Lanier wants us to realize that behind every abstract unit of information stands a real human being, either ultimately generating it or affected by it. As we perch on the brink of a vast new wave of info-powered automation, it’s urgent for him that we humanize the process by putting ourselves, as identifiable economic actors, back into the process.
Yet Lanier falters when specifying the exact structures and protocols that would shift us from an “internet” to what could be called an “econonet” (or maybe just a “moneynet”).

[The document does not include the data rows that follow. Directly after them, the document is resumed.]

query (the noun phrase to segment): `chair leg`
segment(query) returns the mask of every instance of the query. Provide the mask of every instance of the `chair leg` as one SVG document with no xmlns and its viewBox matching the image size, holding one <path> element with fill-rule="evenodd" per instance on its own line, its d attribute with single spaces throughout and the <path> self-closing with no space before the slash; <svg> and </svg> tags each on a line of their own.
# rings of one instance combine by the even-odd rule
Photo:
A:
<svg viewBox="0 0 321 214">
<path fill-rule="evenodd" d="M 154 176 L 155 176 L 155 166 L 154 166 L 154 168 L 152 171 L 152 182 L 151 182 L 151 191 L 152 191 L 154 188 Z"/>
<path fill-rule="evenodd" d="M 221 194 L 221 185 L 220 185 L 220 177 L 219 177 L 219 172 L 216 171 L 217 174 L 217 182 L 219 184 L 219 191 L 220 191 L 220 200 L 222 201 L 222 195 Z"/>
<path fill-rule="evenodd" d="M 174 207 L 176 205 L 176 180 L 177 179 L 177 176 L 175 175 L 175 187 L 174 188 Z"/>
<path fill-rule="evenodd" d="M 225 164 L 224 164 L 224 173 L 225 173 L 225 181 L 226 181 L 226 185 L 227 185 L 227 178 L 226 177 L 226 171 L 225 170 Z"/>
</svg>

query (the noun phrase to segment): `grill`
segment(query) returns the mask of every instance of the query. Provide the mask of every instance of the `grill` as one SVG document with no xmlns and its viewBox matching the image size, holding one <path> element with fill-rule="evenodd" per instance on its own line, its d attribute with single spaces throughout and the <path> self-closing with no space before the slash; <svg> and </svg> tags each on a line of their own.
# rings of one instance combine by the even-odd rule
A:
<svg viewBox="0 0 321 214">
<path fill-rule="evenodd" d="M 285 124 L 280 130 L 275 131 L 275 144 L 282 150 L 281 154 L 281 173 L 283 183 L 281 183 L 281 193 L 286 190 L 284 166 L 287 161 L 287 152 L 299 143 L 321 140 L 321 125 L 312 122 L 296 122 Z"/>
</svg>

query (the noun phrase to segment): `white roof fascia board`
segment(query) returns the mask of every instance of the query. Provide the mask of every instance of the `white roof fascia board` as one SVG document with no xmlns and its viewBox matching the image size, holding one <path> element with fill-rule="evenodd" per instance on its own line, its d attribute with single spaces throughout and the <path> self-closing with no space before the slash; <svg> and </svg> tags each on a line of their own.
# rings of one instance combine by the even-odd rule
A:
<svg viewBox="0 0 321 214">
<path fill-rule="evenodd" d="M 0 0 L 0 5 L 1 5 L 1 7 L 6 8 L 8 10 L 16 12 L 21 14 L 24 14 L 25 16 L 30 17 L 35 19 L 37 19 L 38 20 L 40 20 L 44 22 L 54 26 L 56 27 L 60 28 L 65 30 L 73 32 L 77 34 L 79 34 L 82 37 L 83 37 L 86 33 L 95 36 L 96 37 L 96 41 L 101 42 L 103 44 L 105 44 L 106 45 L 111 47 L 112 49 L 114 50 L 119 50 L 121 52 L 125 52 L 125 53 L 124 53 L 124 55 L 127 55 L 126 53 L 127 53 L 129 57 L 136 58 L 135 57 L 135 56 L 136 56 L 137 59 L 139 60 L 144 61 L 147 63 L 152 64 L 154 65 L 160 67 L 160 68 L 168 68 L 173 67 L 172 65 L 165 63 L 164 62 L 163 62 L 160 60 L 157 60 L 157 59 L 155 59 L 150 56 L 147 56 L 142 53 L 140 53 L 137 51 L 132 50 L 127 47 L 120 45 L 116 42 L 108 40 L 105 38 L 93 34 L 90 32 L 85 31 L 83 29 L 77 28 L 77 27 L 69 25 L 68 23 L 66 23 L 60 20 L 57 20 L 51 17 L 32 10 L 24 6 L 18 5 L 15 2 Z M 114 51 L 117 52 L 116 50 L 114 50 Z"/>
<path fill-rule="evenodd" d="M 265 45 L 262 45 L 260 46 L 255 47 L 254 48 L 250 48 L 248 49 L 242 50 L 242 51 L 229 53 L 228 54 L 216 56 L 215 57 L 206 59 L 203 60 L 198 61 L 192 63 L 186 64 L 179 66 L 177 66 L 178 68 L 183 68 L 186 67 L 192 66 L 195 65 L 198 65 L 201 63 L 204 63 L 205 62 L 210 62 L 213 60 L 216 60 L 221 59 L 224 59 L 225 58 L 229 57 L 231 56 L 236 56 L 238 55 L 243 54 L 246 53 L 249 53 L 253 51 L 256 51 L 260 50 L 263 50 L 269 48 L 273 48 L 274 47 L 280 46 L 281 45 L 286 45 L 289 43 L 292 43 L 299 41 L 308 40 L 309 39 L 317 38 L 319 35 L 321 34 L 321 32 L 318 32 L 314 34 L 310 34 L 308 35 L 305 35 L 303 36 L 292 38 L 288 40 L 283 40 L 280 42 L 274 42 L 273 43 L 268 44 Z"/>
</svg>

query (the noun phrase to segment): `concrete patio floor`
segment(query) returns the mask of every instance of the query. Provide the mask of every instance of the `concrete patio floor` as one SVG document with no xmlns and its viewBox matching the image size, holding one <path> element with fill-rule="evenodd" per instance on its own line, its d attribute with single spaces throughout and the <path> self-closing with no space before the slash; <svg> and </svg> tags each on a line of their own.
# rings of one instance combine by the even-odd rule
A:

At times it does seem like a contractual nightmare - in which he admits that accountants would become superstars, and lawyers (or robo-laywers) could crawl over every potential infraction of a nanopayment.
Lanier’s explicit identification of his system with a bourgeois interest is also useful - as an alternative Marxist explanation is easily to hand. The forces of production are about to take another enormous leap forward, while the relations of production are straggling far behind. Perhaps our argument with Siren Servers (and the wild new manufactures and automatons about to connect with them) should be more about whether they are like public utilities in waiting, ready for accountability and transparency as railroads and water systems once were. And if global warming demands a reduction in carbon-generating consumerist frenzy, is this best served by a new planetary network which makes every click an commercial transaction? Will expanding the cash nexus to every clickable corner of our lives help or hinder?
Morozov would recoil at any Marxism - as a Belarusian exile, for good reason - but it is striking that To Save Everything, Click Here is almost silent about the enterprise dimension of the internet. Indeed, as a brand of Luddite, Morozov is much more interested than the techie Lanier in literally sticking a sabot in the cogs. One of his suggestions for cultivated our net disenchantment is something called “adversarial design”, where we let devices into our lives that frustrate our appetite for frictionless info-fun. For example, the Natural Path, a software system that kills off real plants, if you use it too heedlessly.
Somehow, the idea of strapping on the digital equivalent of a cilice doesn’t feel like the best path to enlightenment about our true cybernetic reality. But both Morozov and Lanier are to be generally congratulated for the clarity and brio of their technorealism. It’s a better basis for moving forward with this extraordinary “extension of man”, in McLuhan’s old words, than either technophobia or technophilia.